Image augmentations used during training are critical for image classifier generalization performance. As a result, a considerable amount of research has concentrated on determining the best augmentation policy for a given job. RandAugment, a simple random augmentation policy, recently outperformed more advanced approaches. Only Adversarial AutoAugment, a method based on adversarial training, has proven to be superior to RandAugment.
In this blog, we will discuss that random augmentation are still competitive when compared to an optimal adversarial approach and simple curricula, and we hypothesize that Adversarial Auto Augments success is due to the stochasticity of the policy controller network, which introduces a mild form of curriculum.
Introduction
The data augmentations utilized during training can have a significant impact on the effectiveness of a deep vision model. These augmentations for natural photos may be classified as geometric (e.g., horizontal flips, translations), colour (e.g., histogram equalisation), and distortion (e.g., random cropping, or random grey painting of image sections, usually referred to as Cutout).
A significant amount of study has gone into determining the best augmentation policy, which decides the type and size of augmentation to utilise at a specific training point. To mention a few, novel techniques include reinforcement learning, Bayesian optimization, and evolutionary algorithms. While these strategies exceeded previous handmade augmentation baselines, they were eventually surpassed by RandAugment, a simple random augmentation strategy. The lone exception is Adversarial AutoAugment, which employs an adversarial strategy to direct the search for the best augmentation policy and surpasses RandAugment substantially. However, it is unknown how adversarial the policies used by Adversarial AutoAugment are; so, the issue remains: can adversarial augmentations genuinely help?

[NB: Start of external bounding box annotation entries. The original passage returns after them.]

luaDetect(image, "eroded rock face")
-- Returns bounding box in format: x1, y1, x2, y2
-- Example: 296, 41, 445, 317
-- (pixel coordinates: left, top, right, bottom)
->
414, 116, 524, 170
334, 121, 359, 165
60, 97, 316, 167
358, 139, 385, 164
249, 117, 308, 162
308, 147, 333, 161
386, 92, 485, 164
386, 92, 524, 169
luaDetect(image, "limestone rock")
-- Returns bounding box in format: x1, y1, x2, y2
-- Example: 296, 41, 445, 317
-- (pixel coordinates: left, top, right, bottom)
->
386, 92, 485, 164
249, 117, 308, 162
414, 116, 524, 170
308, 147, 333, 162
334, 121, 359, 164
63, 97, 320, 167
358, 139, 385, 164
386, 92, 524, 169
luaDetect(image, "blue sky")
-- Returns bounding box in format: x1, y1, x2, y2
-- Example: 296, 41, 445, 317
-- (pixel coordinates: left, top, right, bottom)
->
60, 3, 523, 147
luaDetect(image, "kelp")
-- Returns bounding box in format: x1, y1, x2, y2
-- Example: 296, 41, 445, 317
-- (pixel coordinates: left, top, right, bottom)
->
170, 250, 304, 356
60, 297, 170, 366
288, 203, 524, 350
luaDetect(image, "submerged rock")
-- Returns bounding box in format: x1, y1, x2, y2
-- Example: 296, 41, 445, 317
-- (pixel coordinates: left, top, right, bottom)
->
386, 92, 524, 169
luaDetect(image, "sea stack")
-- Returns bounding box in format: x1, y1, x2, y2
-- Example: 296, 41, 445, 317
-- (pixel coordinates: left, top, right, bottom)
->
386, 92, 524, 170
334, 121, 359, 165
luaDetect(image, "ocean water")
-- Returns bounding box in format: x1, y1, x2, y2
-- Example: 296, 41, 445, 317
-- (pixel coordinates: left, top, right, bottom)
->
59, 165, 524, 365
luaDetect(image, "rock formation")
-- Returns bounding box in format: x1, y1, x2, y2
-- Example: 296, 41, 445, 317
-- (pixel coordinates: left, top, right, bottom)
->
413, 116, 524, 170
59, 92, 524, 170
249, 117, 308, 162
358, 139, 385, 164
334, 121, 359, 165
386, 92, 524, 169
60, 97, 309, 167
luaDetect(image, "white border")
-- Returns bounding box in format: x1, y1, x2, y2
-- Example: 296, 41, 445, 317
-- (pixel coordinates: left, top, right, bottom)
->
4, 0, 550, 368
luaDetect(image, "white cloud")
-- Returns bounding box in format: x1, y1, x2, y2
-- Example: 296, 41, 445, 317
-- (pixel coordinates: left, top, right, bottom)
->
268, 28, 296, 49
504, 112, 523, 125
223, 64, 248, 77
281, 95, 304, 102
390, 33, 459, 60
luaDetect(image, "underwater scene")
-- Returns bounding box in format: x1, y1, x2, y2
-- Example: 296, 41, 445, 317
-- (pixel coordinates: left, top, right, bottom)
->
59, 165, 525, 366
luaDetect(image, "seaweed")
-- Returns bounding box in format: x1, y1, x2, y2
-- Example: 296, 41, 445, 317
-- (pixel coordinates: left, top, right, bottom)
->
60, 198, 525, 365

Image Augmentation Using an Adversarial Approach
The primary idea of Adversarial AutoAugment is to discover augmentations that result in "hard" samples as defined by training loss. Learning from challenging cases, according to the premise, should drive the model to acquire more robust characteristics. The optimization goal is transformed into a min-max problem:
where D represents the training set, x represents a sample with label y, w represents the model parameters, fw() represents the model output, L(fw()) represents the loss function, and S represents the collection of all accessible augmentations (as in AutoAugment). In the inner maximisation (i.e., find the most adversarial policies), the maximisation is solved by introducing a controller augmentation policy network that, given the losses produced by the main model, is trained to output probabilities p1,...,p|S| for each τ1, . . . , τ|S|, so that the maximisation is solved in expectation:
where P(·, θ) is defined by the controller policy network output with parameters θ.
An Adversarial Strategy
For computational considerations, the magnitudes are set to 5 rather than 10, and the search space of the operations is limited to 15. We start with a batch size of 128 and employ a multiplicity of M = 1 and M = 2, which means we supplement each batch with one or two operations. This training lasts 200 epochs and reports the greatest test accuracy overall training epochs averaged across five runs. We employ a warm-up of 10 epochs with no augmentation, Nesterov optimizer, batch-norm momentum of 0.1, and weight decay of 5e-4.
Removing the Controller Augmentation Policy Network Training's Stochasticity
Let τ ∗ = τj be the best solution to the inner maximization problem for some j ≤ |S|
TrueAdv is an experiment in which the empirical loss on the complete training set and all policies is assessed at the conclusion of each epoch in order to determine the true value of τ*. As a result, we analyze all training points N and each policy τ ∈ S.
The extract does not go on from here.